Je ne vais pas revenir ici sur la vague de chaleur du 18 au 23 ou 24 juin 2017 qui avait également battu des records de chaleur en Suisse et en Europe. Une étude récente a montré qu’une telle canicule (celle de mi-juin 2017) se rencontre en moyenne tous les 10 à 30 ans en Europe (et tous les 20 ans en Suisse) selon les caractéristiques climatiques actuelles. Mais la période de retour d’une telle canicule était encore supérieure à 100 ans au début du 20e siècle. Cette étude conclut que la probabilité des canicules de ce genre est multipliée par 4 en Europe depuis le début du 20e siècle et même par 10 pour le sud de l’Europe !
Selon une autre étude, le nombre de décès provoqué par de fortes chaleurs en Europe pourrait passer de 3’000 par an actuellement à 152’000 par an d’ici à la fin du 21e siècle si le réchauffement du climat se poursuit au rythme actuel. La canicule d’août 2003 avait entraîné une surmortalité estimée à 15’000 personnes en France et à 1000 personnes en Suisse. Une troisième étude récente a révélé que si l’augmentation des émissions des gaz à effet de serre et le réchauffement global du climat se poursuivent dans le futur au rythme actuel, une partie du Sud de l’Asie où vit 1/5 de la population mondiale deviendrait inhabitable pour l’homme d’ici à la fin 21e siècle!
Je rappelle que le mois de juin 2017 a été le 2e plus chaud enregistré depuis le début des mesures en Suisse et en France. Des records de chaleur ont aussi été battus pour ce mois en Angleterre et aux Pays-Bas.

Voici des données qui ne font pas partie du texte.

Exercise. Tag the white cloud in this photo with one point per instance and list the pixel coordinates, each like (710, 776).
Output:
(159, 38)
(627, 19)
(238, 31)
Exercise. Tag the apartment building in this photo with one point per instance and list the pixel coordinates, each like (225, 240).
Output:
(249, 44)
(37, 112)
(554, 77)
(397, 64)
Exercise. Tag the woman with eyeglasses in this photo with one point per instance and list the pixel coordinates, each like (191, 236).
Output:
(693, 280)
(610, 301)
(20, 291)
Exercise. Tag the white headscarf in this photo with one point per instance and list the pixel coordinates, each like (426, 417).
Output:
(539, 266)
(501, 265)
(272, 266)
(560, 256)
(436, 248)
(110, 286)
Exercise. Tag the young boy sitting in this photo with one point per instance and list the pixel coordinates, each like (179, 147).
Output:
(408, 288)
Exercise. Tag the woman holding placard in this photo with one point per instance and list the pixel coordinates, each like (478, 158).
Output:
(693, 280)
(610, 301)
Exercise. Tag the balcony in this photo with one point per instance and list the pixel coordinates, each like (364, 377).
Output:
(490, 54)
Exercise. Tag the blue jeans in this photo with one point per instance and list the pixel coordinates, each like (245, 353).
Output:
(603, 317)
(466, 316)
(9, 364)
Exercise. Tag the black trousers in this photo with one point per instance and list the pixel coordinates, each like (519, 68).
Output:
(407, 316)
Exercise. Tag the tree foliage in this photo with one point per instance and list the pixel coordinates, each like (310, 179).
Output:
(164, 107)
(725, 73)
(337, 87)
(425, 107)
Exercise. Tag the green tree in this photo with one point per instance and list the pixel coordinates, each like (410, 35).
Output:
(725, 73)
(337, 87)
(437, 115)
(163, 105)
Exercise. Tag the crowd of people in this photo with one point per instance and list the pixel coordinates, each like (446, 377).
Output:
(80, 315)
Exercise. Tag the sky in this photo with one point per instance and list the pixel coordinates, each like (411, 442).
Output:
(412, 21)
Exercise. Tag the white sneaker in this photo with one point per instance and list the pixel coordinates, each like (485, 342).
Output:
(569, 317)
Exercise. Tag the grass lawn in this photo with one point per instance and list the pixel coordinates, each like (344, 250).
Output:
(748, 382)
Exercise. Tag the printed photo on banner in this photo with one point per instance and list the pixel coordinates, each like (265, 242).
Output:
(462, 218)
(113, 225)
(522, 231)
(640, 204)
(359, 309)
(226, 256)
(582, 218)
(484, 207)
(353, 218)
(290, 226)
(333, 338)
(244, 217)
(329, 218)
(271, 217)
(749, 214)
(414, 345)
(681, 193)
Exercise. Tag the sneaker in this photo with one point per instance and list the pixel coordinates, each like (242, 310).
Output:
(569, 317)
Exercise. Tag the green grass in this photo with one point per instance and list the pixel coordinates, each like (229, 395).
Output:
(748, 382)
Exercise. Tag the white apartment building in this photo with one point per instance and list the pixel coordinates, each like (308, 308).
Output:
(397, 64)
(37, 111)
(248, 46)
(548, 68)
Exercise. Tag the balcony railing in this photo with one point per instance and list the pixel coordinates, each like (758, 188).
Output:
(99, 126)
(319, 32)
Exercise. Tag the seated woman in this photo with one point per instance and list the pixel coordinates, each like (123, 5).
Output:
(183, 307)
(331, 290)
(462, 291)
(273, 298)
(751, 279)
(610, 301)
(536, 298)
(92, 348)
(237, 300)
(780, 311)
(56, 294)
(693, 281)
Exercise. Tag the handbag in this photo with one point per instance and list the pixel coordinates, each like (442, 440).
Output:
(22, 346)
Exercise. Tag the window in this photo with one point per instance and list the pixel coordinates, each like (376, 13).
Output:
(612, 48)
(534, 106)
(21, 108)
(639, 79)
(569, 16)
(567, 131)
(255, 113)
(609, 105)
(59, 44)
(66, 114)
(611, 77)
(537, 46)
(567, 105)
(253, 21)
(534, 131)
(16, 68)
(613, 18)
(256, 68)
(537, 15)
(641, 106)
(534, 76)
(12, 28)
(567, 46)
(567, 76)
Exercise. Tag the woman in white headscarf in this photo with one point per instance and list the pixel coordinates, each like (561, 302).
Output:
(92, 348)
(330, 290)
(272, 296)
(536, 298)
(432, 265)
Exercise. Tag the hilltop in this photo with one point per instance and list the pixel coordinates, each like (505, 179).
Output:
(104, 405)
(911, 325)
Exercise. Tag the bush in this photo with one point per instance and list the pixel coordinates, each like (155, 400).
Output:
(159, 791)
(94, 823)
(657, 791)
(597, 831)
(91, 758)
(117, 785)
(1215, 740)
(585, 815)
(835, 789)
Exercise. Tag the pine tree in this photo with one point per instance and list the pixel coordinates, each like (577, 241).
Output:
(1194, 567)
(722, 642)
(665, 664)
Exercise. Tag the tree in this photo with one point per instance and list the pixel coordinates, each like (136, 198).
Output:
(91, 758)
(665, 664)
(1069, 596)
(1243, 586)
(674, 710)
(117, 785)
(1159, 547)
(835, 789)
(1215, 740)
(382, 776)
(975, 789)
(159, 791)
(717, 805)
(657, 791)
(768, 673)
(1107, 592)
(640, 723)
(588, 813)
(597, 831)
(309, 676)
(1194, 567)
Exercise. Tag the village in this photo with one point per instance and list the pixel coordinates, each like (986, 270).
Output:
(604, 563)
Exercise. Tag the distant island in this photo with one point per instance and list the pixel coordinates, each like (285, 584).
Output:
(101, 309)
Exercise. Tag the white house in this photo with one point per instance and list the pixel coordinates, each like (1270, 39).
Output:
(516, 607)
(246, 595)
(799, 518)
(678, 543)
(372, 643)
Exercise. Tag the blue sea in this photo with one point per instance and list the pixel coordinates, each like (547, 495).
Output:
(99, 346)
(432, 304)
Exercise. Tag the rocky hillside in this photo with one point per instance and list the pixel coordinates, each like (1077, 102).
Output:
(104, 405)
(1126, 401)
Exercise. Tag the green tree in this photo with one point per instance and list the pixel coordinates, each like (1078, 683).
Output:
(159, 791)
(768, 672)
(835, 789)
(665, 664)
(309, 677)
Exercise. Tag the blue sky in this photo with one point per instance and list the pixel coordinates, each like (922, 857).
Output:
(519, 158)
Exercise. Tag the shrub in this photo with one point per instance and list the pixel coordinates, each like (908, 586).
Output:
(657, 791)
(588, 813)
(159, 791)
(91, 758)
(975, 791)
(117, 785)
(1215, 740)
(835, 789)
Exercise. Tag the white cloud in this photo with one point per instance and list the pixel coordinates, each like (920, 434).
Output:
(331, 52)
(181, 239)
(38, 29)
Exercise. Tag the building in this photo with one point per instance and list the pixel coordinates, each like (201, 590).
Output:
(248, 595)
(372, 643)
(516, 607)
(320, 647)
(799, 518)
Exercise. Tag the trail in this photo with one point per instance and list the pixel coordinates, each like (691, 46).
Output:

Cette chaleur estivale a également favorisé le développement de violents orages ces derniers jours en Suisse. Un orage supercellulaire a prolongé le spectacle son et lumières des feux d’artifice de la fête nationale dans la nuit du 1er au 2 août dans le Nord de la Suisse avec des averses intenses, de la grêle et des rafales de vent de 134 km/h à Liebstadt et de 133 km/h à Salee-Reutenen près du Lac Inférieur (Untersee). Dans le même temps, une hauteur de 36.1 mm de pluie en 10 minutes a été mesurée à Eschenz (TG) toujours près du Lac Inférieur. Si cette valeur est confirmée par MétéoSuisse, il s’agirait d’un nouveau record de pluie en 10 minutes pour la Suisse devant les 33.6 mm mesuré en 10 minutes à Locarno-Monti le 29 août 2003 lors d’un front orageux qui avait mis un terme à la fameuse canicule d’août 2003 ! Cette valeur de 36. 1mm est d’autant plus remarquable qu’elle s’est produite avec un orage nocturne qui n’a pas été renforcé par des effets thermiques (air chaud près du sol) comme en journée. D’autres violents orages avaient auparavant touché la Suisse centrale (avec une rafale de vent de 123 km(h à Giswil OW) et le Valais (avec de la grêle et les routes de Derborence et du Sanetch coupées par des coulées de boue ou des éboulements) le jour de la fête nationale (qui coïncide avec celle du Bénin).
La canicule de ces jours s’est terminée comme prévu en Suisse dans la nuit de samedi à dimanche avec le passage d’un front froid, alors qu’elle se poursuit encore actuellement dans le Sud de l’Europe et évidemment au Moyen-Orient (52°C hier au Koweit).